De facto, todas as pessoas que passam na nossa vida deixam marcas. Algumas mais profundas, que se imprimem definitivamente em nós. Outras mais ténues, que marcam mais momentos de vida do que o que somos e seremos. E às vezes essas segundas demoram-se mais e tendemos a atribuir-lhe um maior valor por isso, enquanto por vezes subvalorizamos os que foram breves de existência mas realmente significativos e marcantes.

No meu caso, tive poucos homens “na” minha vida, independentemente de marca e tempo. Amei todos em dado momento, mas cada um foi completamente diferente do outro, e de tão poucos, dois foram meus maridos, um deles o pai do meu filho (e por isso parte da minha vida até à morte). Foram relações duradouras, mas isso não faz deles os “homens da minha vida”.
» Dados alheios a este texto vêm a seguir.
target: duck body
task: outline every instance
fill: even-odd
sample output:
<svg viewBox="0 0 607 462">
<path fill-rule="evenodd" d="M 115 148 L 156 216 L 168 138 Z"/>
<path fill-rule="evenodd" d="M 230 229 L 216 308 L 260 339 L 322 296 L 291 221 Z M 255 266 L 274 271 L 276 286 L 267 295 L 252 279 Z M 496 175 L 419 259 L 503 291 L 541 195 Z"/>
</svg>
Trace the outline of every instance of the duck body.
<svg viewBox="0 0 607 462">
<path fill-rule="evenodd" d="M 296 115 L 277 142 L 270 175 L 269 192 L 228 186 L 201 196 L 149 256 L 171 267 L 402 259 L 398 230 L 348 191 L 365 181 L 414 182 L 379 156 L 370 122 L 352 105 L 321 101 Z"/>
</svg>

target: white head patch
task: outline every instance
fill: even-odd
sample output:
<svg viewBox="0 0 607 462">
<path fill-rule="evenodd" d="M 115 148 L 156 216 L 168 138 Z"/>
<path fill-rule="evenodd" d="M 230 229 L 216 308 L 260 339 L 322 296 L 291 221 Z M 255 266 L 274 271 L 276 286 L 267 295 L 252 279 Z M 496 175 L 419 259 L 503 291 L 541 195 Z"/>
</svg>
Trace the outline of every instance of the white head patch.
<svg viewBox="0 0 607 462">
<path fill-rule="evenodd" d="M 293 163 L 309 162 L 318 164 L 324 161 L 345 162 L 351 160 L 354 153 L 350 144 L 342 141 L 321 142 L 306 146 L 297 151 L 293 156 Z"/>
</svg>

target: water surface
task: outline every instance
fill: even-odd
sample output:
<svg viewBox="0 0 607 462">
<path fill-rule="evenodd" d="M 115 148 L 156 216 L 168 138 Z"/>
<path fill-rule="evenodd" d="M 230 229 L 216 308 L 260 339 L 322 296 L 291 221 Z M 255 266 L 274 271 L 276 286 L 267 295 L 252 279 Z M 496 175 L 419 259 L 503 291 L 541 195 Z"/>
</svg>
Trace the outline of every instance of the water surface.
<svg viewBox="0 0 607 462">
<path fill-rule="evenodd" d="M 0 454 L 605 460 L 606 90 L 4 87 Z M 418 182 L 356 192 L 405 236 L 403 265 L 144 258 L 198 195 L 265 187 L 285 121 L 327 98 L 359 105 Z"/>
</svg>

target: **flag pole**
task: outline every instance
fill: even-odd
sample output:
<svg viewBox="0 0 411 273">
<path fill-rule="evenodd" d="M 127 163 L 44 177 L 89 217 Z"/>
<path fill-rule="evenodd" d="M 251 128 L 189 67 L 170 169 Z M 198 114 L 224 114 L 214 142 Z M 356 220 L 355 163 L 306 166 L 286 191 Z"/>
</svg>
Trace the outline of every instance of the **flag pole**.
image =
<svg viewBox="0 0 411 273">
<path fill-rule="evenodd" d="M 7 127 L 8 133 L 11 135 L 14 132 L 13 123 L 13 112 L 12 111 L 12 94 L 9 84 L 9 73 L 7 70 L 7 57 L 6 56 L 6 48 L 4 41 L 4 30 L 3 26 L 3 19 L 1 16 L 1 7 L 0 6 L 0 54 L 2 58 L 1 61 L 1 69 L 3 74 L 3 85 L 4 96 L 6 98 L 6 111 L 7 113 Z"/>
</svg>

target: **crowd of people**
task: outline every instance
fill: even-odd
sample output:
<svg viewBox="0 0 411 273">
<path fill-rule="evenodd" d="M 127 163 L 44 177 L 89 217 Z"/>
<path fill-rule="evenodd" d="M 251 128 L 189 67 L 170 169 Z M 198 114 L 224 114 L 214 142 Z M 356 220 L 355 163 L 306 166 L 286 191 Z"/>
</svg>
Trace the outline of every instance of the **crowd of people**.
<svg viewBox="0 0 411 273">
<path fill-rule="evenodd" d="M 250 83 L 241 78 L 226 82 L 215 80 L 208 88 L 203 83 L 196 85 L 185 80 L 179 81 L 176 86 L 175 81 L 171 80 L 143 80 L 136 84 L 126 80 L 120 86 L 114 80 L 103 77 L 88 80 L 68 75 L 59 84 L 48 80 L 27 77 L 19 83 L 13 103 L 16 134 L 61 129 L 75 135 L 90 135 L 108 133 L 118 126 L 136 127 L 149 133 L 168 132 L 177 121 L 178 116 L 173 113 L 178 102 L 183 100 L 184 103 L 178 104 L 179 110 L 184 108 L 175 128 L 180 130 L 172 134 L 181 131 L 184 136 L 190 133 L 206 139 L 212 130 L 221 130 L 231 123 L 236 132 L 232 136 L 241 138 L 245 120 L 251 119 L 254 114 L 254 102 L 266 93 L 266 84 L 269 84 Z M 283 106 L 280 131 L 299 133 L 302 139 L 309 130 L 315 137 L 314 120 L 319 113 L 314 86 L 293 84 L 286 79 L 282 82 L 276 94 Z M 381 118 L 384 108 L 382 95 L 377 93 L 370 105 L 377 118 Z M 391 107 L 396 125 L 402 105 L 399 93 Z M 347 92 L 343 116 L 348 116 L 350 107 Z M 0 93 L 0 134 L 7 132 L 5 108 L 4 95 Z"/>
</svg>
Penso no que distingue os que amei "totalmente" dos outros, o que distingue a marca que deixaram, e depois de muita volta à cabeça e muito mergulhar em mim, conclúo que é a entrega de que fui capaz. Não é o que eles me deram, mas o que lhes dei de mim, que fez espaço para que a sua marca se imprimisse em mim. Essa entrega total, essa forma de amar, é, em última análise, um salto de fé, acreditar que o outro quer a nossa entrega e nos ama de volta, se entrega também, para que se cumpra o amor. Estranhamente, em nenhum dos meus casos deamor "total" acho que se tenha “cumprido” o amor, porque não tive esse retorno. Mas é amor, ainda assim, porque para mim amar alguém é essa dualidade imparável de generosidade e de egoísmo. É encantarmo-nos com algo de mais profundo que só nós vislumbramos no outro. É enchermo-nos do todo que é o outro, e querer dar a esse outro o todo de nós. Ser refúgio e refugiado, dar a mão e ir pela mão, respirar o mesmo ar, ser corpo de outro corpo que é nosso. E é salto de fé também porque é acreditar que o amor nos dá o poder de fazer o outro feliz e, em retorno, ser feliz. É acreditar, e com uma força avassaladora.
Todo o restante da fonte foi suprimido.